I moved up to school(about six hours away from home) and things were hard. But I was coming home to visit in two weeks, so it really wasn't a big deal. I knew that he was having a really hard time without me there. My friends kept me up to date on how he was doing and all that. He spent the first week drunk and tried to keep himself so busy, so as not to think about me being gone. We went from seeing each other everyday to talking on the one once every few days.
I came home and everything was fine, like I had never left. It felt good to be back in his arms again and to have the affection I didn't have at school. But the weekend was short and eventually I had to go back.
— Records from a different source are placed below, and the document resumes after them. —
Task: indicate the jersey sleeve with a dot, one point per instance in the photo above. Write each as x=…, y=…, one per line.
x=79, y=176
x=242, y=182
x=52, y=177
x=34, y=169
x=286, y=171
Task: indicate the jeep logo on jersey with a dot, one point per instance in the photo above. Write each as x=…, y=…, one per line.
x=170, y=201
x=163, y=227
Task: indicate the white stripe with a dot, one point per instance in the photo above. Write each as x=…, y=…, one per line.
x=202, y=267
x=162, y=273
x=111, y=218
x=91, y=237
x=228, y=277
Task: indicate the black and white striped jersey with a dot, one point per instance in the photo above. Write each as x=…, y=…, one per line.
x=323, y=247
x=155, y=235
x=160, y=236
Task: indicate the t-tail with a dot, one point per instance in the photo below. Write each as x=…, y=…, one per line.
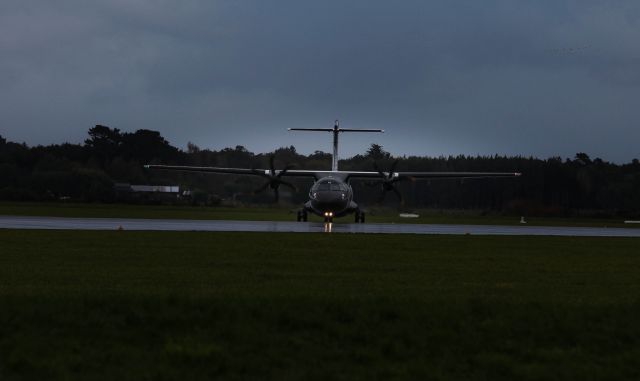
x=336, y=132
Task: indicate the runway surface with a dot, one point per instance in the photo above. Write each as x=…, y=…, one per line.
x=20, y=222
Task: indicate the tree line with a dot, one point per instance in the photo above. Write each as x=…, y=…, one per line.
x=89, y=171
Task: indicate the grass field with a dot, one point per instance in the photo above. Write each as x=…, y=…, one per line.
x=144, y=305
x=284, y=213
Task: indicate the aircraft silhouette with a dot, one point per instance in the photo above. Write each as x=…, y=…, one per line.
x=331, y=194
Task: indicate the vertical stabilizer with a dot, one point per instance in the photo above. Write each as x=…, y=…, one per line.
x=336, y=132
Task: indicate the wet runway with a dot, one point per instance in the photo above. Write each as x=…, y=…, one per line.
x=20, y=222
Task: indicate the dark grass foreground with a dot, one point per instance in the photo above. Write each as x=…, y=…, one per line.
x=134, y=305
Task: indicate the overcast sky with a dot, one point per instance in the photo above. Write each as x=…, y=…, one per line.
x=541, y=78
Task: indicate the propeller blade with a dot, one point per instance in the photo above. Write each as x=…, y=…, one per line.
x=393, y=168
x=272, y=167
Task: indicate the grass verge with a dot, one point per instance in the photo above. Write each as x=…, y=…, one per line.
x=145, y=305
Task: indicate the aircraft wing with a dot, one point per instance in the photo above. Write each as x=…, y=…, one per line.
x=237, y=171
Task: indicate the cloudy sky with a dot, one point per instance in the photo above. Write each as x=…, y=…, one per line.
x=541, y=78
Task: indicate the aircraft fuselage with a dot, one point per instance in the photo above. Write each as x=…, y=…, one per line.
x=330, y=197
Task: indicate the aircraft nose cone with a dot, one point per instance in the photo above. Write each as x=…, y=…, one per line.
x=330, y=201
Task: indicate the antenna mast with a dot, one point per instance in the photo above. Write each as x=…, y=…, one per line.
x=336, y=131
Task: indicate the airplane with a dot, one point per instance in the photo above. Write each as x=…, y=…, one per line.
x=331, y=194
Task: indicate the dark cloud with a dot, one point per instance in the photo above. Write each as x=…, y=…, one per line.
x=539, y=78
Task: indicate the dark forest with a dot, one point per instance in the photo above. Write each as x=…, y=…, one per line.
x=89, y=172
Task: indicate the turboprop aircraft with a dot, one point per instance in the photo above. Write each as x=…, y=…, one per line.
x=331, y=194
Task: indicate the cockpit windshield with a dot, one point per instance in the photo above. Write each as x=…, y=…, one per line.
x=330, y=186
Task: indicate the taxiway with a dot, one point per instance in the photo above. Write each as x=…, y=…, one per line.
x=61, y=223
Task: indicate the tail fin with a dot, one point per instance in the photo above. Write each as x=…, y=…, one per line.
x=336, y=130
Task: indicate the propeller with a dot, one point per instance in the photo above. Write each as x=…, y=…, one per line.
x=388, y=181
x=274, y=178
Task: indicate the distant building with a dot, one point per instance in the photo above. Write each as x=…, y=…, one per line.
x=147, y=193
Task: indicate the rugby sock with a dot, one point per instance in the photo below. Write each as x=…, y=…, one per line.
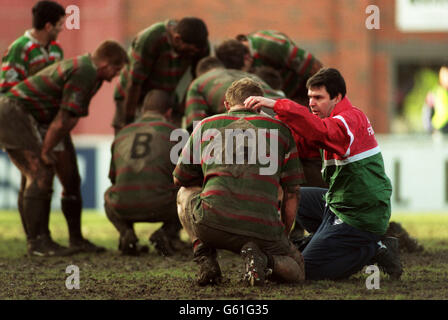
x=72, y=208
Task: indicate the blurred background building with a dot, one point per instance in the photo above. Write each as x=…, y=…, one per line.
x=388, y=70
x=379, y=65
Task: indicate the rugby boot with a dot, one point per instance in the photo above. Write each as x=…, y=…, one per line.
x=209, y=270
x=388, y=257
x=405, y=241
x=128, y=244
x=255, y=263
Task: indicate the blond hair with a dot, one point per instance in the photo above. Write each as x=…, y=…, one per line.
x=241, y=89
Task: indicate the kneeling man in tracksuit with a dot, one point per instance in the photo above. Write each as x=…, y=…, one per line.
x=349, y=219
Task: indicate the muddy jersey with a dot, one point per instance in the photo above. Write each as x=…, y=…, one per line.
x=69, y=84
x=141, y=169
x=275, y=49
x=153, y=62
x=240, y=186
x=25, y=57
x=359, y=190
x=206, y=94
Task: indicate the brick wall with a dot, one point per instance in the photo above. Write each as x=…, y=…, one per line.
x=333, y=30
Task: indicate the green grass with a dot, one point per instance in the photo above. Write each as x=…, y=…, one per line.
x=112, y=276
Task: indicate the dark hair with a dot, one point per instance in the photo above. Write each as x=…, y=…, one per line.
x=46, y=11
x=231, y=53
x=331, y=79
x=208, y=63
x=112, y=52
x=193, y=31
x=269, y=75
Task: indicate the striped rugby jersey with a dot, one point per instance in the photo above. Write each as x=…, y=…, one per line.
x=275, y=49
x=69, y=84
x=359, y=189
x=206, y=94
x=237, y=198
x=153, y=62
x=25, y=57
x=141, y=169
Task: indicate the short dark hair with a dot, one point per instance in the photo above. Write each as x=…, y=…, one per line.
x=331, y=79
x=46, y=11
x=193, y=31
x=269, y=75
x=231, y=52
x=208, y=63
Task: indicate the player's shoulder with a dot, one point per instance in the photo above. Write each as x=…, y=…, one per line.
x=153, y=32
x=19, y=46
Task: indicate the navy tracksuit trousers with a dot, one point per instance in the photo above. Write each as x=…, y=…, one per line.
x=336, y=250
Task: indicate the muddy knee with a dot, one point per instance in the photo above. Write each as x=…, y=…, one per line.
x=286, y=269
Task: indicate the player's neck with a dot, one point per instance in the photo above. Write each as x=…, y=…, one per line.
x=41, y=36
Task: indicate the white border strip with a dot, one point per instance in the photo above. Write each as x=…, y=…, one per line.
x=357, y=157
x=347, y=153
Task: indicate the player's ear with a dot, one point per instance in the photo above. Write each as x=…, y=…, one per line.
x=168, y=113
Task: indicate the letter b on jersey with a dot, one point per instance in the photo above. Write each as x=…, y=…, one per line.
x=140, y=145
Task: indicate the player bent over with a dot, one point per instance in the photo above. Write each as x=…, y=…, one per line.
x=233, y=205
x=141, y=174
x=36, y=115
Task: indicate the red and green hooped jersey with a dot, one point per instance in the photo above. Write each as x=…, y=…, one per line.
x=153, y=62
x=275, y=49
x=25, y=57
x=206, y=94
x=236, y=197
x=69, y=84
x=359, y=189
x=141, y=167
For a while, we talked on the phone a few times a week and a lot online. Then he started to disappear. I would hear from him every few weeks and even then it was for really quick chats. I knew he was busy and so was I so I let it go.
At the beginning of the month, I was randomly looking at this website online and found a picture of him at a club. And he had some girl wrapped around him. At first, I freaked out, I mean who wouldn’t? But then I started to think that he’s never cheated on a girlfriend before and that she is probably just a friend.
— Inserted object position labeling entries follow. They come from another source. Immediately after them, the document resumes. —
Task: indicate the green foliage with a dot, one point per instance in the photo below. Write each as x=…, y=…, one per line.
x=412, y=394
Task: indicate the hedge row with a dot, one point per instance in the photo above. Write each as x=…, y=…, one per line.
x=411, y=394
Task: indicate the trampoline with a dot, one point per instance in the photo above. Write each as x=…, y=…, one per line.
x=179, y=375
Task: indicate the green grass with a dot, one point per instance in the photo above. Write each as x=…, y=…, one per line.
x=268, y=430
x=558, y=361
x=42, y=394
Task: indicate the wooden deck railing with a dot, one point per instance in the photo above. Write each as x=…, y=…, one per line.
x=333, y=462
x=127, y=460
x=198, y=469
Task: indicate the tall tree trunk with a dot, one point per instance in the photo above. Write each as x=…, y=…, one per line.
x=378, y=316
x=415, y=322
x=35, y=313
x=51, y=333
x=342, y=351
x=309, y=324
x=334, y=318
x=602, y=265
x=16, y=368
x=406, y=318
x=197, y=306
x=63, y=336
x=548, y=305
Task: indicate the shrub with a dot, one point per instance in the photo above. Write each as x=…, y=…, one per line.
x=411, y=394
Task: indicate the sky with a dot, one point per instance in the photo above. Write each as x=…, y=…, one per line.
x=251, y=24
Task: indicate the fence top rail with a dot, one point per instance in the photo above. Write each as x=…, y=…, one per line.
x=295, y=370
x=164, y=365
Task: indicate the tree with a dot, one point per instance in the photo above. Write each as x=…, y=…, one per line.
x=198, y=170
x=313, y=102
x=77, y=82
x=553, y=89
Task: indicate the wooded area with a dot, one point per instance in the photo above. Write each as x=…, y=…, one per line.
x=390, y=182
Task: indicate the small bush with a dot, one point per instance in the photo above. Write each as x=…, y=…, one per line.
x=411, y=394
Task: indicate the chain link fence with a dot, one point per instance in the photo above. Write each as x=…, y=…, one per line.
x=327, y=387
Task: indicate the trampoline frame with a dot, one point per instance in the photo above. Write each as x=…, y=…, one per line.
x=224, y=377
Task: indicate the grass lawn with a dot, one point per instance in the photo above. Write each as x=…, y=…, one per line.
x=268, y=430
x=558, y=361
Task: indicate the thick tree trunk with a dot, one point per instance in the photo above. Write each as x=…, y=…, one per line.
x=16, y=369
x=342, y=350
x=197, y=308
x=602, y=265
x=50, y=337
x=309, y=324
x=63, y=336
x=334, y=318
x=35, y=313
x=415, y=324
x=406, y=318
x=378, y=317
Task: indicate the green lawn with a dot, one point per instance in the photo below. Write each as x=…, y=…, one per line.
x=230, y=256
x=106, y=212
Two nights ago, I found out that she was more than a friend. In fact, he had dated her for a while. I was/am completely devastated. I talked to him about it yesterday and asked him not only if he loves me(because he’s never once said it) and why he didn’t tell me. We had never talked about seeing other people, only that if we wanted to, we would talk about it first. I gave him the benefit of the doubt and I got fucked! I asked him if he slept with her and, although his response didn’t directly answer the question, I know he did. What’s worse is that he was fucking her TWO weeks after I had left from my visit.
I told him how hurt I am and he is genuinely sorry for causing me pain, but he doesn’t feel like he did anything wrong. He thought we did have an understanding that when we were apart, we weren’t together, but when I’m home we are.
I want to hate him so bad, but I can’t. I am so deeply in love with him that I could never hate him. I hate what he did and how I feel and how apathetic he is, but I don’t hate him. I don’t know what’s going to happen between us, but I know that I am going to protect my heart from him. I am emotionally shut off to him right now and I told him that. The thing is though, it’s almost like he doesn’t care. Like I mean nothing to him. And I know that’s not true, but it still hurts.
Anyways, I’m going to go get shit-faced for All Hollow’s Eve and try to forget about all this. I’m really sorry if I bored you guys, but I saw the community and it sounded like the right place to get out this stuff.